Letby was found guilty of murdering seven babies and attempting to kill six others following a 10-month trial.
The former nurse deliberately injected babies with air, force fed others milk and poisoned two with insulin while working at the Countess of Chester Hospital.
Letby, the most prolific child serial killer in modern British history, was given a whole-life sentence in August.
Now, Nottingham University Hospitals’ Trust board has discussed how it can ensure that a similar case cannot happen within the trust.
Anthony May, Chief Executive, said there was a “spotlight” on maternity and neonatal services because of the Letby case and ongoing reviews into poor maternity care locally.
He told the trust board on September 14: “The shockwaves sent through the system by what happened in the Lucy Letby case is significant and we must use it as motivation to ensure something similar couldn’t happen here.”
Since the case, medics who worked at the hospital in Chester at the time have said they felt they were ignored or discouraged when they tried to warn senior managers of earlier suspicions about Letby.
To avoid a similar risk in future, the Nottingham trust says it wants to create a “speak up culture” where staff and patients can raise concerns.
The trust says there are already three full-time ‘Freedom to Speak Up Guardians’ in place, who raise awareness about how to talk.
It is also rolling out a ‘rapid respond’ approach to incidents, so staff can take action “from the earliest opportunity”.
The organisation, which runs the Queen’s Medical Centre and City Hospital, has recently received a ‘requires improvement’ rating from the healthcare watchdog for its maternity and leadership.
This was an improvement on the previous ‘inadequate’ ratings.
The watchdog says the chair and chief executive had been “instrumental in empowering people to speak up” – but “staff did not always feel able to raise concerns without fear of retribution”.
Donna Ockenden is also currently leading the largest maternity review in NHS history into baby deaths and injuries at the trust.
Mr May said he had received a letter from NHS England following the outcome of the trial of Letby, which the trust must comply with.
The letter “outlines the decisive steps already taken towards strengthening patient safety monitoring and details specific measures NHS leaders and Boards must have in place as a matter of urgency”.
Mr May said: “In my view, the ability of colleagues to speak up and patients to speak up when something is wrong is entirely a feature of leadership and culture.
“We are working really hard to improve culture and there are signs that we are doing that.
“It’s a big organisation and we know we’ve got an awful lot to do.
“If we can improve the culture and ensure that everybody here feels equally valued, it is less likely that the appalling crimes by Lucy Letby will happen at NUH.
“There are some notable things we are doing.
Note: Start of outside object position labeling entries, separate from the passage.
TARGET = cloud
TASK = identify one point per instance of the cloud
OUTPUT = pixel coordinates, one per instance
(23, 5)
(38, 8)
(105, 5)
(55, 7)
We have recruited a director of governance [Gilbert George].
“Since Gilbert has joined us there is much better closer working between senior colleagues and people who report to them.
“We have recently had the benefit of a CQC inspection of our governance and by and large, they saw some positive signs that we have opened up the culture and are listening to people more.
“We all know we’ve got a lot further to go before we can be satisfied.”
Chief Nurse Michelle Rhodes added: “Although Letby’s crimes were in a neonatal unit, this could happen in any service.
“We need to make sure we apply learning across the organisation.”